Technology Stack
Technology choices and rationale for the TestMesh platform.
TestMesh is built with a focused, opinionated stack. This page describes what we use and why.
Backend
Go
The API server, background workers, and CLI are all written in Go 1.23+.
Why Go:
- Compiles to a single static binary with no runtime dependencies — one file to deploy
- Goroutines make parallel test execution cheap and efficient
- Static typing catches errors at compile time
- Fast startup time is critical for the CLI tool
- Lower memory footprint than JVM or Node.js runtimes
Gin
HTTP routing and middleware are handled by Gin. It provides fast routing, middleware chaining, and idiomatic request/response handling.
GORM
Database access uses GORM with the PostgreSQL driver. Domain models are defined as Go structs with GORM tags. Migrations run automatically on startup via AutoMigrate.
Cobra + Viper (CLI)
The CLI uses Cobra for command structure and Viper for configuration. Cobra is the same framework used by kubectl, docker, and hugo. Viper reads from YAML files and environment variables with automatic key replacement.
Zap
Structured logging uses Uber's Zap library.

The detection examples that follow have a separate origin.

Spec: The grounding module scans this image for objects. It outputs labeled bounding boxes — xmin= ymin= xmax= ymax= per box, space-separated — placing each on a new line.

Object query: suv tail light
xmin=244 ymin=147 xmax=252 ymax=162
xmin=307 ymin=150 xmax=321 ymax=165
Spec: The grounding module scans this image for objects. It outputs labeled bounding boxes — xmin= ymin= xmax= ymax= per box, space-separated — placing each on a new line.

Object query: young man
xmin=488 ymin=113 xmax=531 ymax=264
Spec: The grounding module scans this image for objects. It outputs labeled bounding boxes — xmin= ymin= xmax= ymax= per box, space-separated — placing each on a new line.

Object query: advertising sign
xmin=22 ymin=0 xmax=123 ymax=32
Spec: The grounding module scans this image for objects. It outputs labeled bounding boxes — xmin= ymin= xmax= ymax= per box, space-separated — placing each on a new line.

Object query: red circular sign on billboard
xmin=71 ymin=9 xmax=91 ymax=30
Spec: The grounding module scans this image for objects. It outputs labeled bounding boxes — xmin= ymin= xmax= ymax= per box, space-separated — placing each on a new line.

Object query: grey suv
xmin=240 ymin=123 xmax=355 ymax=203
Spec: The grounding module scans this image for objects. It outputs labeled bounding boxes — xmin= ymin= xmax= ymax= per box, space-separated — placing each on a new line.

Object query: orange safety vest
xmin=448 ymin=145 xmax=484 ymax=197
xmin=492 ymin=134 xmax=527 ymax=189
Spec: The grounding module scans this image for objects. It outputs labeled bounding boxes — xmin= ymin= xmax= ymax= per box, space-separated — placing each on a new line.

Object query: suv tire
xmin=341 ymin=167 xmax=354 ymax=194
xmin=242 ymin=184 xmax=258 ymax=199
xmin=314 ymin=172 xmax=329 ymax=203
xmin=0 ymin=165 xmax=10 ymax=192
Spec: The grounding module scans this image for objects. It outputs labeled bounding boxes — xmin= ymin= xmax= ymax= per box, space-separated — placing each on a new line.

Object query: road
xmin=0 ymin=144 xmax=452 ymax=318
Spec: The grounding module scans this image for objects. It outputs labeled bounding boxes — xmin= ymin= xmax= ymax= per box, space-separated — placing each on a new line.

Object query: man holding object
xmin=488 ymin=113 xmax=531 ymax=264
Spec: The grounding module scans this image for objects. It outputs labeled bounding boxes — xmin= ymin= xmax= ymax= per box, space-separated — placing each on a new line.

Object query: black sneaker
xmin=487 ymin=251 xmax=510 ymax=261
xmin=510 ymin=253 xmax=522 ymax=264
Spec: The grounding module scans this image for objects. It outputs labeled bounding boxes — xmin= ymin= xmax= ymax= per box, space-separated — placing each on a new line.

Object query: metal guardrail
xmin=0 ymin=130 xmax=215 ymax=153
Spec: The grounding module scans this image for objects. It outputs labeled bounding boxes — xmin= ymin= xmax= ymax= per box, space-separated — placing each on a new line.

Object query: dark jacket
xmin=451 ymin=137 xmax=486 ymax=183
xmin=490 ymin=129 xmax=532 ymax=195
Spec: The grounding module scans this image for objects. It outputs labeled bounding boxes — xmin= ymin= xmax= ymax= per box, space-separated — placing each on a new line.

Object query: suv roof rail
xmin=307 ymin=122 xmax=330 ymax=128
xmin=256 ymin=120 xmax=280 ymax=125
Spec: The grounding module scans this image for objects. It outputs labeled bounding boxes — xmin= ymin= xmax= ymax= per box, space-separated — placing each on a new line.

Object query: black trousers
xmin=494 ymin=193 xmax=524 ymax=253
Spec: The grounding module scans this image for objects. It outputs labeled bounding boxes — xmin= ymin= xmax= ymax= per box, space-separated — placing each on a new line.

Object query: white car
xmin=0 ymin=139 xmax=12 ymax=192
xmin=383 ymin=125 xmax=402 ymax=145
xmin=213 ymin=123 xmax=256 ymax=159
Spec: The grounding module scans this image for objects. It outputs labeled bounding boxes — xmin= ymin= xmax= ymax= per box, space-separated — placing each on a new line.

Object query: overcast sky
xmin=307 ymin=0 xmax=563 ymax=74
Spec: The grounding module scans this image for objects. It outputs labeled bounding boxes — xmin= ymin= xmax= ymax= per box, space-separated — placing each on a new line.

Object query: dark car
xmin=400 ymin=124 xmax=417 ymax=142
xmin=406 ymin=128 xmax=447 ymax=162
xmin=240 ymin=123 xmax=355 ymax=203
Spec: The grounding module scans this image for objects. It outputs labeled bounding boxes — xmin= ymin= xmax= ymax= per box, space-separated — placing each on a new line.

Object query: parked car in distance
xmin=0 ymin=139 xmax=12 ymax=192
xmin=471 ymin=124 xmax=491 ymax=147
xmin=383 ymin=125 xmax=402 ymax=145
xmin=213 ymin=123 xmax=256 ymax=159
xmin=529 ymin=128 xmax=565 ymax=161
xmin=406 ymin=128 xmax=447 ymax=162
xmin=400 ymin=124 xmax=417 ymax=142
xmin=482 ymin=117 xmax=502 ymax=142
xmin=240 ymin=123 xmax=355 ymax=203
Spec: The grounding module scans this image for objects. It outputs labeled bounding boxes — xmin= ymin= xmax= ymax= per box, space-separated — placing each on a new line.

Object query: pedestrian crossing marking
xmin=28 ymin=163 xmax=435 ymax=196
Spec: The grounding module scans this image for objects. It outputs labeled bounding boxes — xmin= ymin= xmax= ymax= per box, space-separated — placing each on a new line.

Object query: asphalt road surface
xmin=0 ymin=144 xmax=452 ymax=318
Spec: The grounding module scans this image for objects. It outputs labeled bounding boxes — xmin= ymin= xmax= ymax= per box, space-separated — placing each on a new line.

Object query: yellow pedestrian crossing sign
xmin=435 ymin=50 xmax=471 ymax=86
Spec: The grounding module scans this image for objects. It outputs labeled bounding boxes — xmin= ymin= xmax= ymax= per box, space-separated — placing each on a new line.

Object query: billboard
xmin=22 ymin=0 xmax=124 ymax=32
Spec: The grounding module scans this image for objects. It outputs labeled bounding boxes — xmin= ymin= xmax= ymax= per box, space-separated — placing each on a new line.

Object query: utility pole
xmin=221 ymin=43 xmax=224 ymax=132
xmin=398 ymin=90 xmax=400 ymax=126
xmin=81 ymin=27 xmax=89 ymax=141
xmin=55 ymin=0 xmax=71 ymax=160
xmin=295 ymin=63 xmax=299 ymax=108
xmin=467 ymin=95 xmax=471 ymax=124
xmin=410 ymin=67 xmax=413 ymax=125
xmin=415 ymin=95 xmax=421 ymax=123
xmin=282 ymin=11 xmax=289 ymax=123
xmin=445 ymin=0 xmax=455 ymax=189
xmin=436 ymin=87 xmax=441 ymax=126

All log output is JSON in production, making it easy to ship to log aggregators.
Database
PostgreSQL
Primary storage is PostgreSQL 15+. All domain data — flows, executions, schedules, environments — lives in a single PostgreSQL database with separate schemas per domain.
PostgreSQL was chosen over alternatives for:
- Battle-tested reliability and ACID guarantees
- JSONB support for storing flow definitions and execution context
- Schema-level isolation that maps cleanly to domain boundaries
- Rich query capabilities for execution history and metrics
TimescaleDB
The PostgreSQL database uses the TimescaleDB extension for time-series metrics. Execution metrics are stored in a hypertable partitioned by time, enabling efficient range queries and automatic data retention policies.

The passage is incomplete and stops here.